Since music is important to us as a family, we currently have Hannah in piano lessons. Jack has been clamoring to learn the cello (and sometimes also the violin) for nearly a year now, but the only cello teacher we found for young kids teaches about 45 minutes away from our house, so we decided to wait on that. We’ve taken a stab at soccer, the girls have taken ballet, and now I’m pondering swimming lessons. But how hard should I make the kids work at their sport, music, or other lesson? How long should they take it before they decide it’s not for them?
On one hand, I think Amy Chua (the Tiger Mom) is correct that you can’t really enjoy something until you’re good at it, and I’ve wrestled with my own Tiger Mom tendencies. But on the other hand, chances are my kid is not going to be the next Mia Hamm or the next Peyton Manning or the next Yo-Yo Ma. Of course if you sense that your child is a prodigy you should foster that, but for most of us that won’t be the case. What then?
I suppose my conclusion, at least at this point, is that I should be clear about my goals and expectations when we sign the child up for whatever sport or lesson we’re choosing. We learn music because it’s a valuable discipline and it’s a lifelong source of enjoyment.
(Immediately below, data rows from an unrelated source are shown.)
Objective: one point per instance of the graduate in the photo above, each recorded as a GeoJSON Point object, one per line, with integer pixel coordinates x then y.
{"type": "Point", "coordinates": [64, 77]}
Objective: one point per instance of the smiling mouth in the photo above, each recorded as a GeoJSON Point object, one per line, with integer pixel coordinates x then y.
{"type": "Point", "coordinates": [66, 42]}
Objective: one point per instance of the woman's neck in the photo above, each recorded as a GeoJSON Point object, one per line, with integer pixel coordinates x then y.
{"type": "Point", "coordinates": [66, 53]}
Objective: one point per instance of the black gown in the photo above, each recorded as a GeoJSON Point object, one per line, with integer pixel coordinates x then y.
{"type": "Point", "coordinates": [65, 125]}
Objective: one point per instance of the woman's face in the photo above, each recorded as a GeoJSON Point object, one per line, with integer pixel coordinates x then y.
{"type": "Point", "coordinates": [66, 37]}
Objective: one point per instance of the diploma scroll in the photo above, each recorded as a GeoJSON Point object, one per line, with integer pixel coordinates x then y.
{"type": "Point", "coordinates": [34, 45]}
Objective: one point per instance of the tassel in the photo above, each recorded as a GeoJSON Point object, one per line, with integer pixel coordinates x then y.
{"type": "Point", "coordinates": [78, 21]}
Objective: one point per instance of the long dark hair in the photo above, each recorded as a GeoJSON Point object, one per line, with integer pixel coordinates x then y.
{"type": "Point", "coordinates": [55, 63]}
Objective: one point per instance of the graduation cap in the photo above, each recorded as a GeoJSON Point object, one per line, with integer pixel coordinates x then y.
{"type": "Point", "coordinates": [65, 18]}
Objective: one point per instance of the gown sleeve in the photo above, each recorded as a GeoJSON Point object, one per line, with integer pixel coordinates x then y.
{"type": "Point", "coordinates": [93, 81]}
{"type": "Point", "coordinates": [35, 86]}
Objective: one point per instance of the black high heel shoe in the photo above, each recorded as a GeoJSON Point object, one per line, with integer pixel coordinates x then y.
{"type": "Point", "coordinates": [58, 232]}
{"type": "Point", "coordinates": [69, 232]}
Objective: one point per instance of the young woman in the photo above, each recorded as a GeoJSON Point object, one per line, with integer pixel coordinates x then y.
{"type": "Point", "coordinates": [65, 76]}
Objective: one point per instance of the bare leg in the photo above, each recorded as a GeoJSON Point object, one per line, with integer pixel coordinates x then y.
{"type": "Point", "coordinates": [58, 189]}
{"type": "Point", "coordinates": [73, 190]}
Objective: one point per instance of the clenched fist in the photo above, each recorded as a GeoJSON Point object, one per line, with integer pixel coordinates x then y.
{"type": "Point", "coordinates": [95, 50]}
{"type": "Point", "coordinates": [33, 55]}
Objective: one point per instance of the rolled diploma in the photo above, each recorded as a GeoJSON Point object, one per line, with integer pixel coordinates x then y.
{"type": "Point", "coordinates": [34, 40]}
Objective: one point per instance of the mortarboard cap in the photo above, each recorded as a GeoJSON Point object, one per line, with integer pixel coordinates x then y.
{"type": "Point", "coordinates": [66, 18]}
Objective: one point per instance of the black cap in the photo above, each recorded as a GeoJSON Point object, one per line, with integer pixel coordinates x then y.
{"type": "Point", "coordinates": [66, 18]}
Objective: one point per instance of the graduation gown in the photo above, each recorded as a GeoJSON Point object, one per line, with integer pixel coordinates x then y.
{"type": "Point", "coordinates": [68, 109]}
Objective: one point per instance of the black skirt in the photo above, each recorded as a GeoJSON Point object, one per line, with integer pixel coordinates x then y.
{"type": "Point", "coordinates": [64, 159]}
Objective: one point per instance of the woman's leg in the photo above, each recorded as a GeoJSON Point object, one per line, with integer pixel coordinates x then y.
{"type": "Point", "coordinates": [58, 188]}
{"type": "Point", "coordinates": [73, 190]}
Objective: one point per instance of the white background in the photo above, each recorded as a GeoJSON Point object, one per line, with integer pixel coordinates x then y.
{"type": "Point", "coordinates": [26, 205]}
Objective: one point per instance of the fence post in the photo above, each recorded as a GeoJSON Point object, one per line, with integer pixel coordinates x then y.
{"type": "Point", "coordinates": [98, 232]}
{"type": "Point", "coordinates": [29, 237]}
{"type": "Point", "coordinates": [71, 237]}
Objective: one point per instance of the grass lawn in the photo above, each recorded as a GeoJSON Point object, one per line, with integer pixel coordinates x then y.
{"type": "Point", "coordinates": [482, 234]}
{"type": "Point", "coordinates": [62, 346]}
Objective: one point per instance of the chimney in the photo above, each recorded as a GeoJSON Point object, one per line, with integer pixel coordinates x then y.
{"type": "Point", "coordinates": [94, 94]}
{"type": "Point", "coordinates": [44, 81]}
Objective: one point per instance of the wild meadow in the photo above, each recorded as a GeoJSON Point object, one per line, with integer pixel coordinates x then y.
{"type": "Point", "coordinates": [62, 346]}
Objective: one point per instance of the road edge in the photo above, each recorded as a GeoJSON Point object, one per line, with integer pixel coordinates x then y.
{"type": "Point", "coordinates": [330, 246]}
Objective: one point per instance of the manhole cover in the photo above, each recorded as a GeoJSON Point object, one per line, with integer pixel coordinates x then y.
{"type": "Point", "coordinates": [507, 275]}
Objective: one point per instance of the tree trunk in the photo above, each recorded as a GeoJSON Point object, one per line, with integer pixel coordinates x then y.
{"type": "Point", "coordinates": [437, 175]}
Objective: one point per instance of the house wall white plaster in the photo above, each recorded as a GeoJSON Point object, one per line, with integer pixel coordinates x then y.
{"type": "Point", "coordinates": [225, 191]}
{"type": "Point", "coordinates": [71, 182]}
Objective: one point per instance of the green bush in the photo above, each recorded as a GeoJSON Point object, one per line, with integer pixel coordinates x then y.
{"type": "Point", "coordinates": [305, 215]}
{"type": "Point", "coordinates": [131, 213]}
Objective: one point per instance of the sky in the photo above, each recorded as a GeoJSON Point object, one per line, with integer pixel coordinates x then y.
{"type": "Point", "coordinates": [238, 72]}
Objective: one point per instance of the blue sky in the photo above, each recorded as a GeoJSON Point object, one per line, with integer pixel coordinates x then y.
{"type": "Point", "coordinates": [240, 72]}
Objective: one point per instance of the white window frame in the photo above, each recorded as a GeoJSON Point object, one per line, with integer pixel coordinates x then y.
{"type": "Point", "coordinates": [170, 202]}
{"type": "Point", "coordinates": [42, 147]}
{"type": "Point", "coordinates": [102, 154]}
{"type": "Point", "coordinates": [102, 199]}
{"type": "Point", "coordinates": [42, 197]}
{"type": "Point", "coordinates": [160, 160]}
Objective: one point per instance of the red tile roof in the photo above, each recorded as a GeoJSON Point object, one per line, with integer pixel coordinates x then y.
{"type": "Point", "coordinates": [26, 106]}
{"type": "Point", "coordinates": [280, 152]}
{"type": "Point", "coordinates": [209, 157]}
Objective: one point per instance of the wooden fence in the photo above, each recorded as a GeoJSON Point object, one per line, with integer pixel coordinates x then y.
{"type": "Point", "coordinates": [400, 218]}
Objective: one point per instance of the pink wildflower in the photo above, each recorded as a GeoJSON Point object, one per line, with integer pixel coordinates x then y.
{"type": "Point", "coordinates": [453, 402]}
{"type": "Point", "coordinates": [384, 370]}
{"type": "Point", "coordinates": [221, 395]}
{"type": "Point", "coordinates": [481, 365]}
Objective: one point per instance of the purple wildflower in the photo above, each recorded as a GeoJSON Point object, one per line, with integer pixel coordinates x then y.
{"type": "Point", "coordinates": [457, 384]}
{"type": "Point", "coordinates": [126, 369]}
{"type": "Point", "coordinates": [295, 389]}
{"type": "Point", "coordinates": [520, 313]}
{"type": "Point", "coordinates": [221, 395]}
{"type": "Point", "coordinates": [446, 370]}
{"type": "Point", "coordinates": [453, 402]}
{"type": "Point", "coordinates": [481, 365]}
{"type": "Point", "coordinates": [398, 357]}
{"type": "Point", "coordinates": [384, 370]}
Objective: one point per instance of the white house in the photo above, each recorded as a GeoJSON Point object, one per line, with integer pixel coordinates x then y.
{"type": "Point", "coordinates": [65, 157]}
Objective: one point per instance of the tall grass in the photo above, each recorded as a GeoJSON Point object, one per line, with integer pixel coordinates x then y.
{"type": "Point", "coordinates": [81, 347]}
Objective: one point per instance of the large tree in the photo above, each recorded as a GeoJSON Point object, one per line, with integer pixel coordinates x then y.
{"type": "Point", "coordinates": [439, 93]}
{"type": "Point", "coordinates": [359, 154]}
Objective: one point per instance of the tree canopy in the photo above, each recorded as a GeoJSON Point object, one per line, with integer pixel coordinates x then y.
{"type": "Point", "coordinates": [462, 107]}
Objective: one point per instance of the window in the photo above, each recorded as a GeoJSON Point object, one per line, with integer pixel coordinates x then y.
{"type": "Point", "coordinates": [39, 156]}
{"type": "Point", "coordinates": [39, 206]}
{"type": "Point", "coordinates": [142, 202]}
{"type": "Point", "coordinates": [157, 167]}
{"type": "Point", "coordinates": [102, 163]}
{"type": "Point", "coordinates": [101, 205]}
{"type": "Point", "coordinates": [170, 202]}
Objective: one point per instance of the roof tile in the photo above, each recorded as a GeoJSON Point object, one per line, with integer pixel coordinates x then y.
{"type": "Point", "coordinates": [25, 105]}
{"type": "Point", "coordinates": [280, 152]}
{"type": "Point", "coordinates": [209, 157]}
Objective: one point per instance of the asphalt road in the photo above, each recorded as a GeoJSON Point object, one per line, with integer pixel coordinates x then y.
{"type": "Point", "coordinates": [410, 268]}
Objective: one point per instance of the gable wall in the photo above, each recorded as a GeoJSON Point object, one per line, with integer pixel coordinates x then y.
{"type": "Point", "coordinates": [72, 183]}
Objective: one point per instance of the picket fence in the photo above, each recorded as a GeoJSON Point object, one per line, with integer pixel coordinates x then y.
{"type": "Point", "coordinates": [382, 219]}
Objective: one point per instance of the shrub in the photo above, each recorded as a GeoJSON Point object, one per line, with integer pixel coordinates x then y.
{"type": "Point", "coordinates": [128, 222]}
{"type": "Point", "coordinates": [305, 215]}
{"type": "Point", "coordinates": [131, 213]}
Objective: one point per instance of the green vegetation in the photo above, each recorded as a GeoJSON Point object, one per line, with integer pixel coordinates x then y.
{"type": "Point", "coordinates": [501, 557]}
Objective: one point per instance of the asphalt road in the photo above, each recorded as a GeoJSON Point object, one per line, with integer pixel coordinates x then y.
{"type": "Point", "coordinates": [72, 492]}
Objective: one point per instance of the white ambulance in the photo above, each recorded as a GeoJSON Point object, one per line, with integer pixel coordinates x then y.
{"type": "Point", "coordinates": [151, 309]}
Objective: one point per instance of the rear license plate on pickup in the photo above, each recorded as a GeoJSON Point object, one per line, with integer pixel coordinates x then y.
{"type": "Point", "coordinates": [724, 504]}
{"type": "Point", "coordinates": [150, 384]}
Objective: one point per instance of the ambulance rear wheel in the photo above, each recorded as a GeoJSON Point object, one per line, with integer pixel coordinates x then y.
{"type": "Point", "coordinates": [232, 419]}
We learn sports to foster good habits of fitness and teamwork. We try ballet to develop grace and poise. Making these goals clear to myself helps me know when to muzzle my inner tiger and when to encourage the child to practice rather than giving up. Making the goals clear to the child at least theoretically might help perfectionist tendencies, fear of failure, or cast a vision for why they are working hard.
I say theoretically because the oldest kid in question just turned six and therefore we have no results to show for ourselves. This is just what I’m thinking at the moment and, as always, it’s liable to change!
Those are my conclusions at the moment, but I’m interested to hear about yours. Do you handle practicing and exploring activities differently at your house?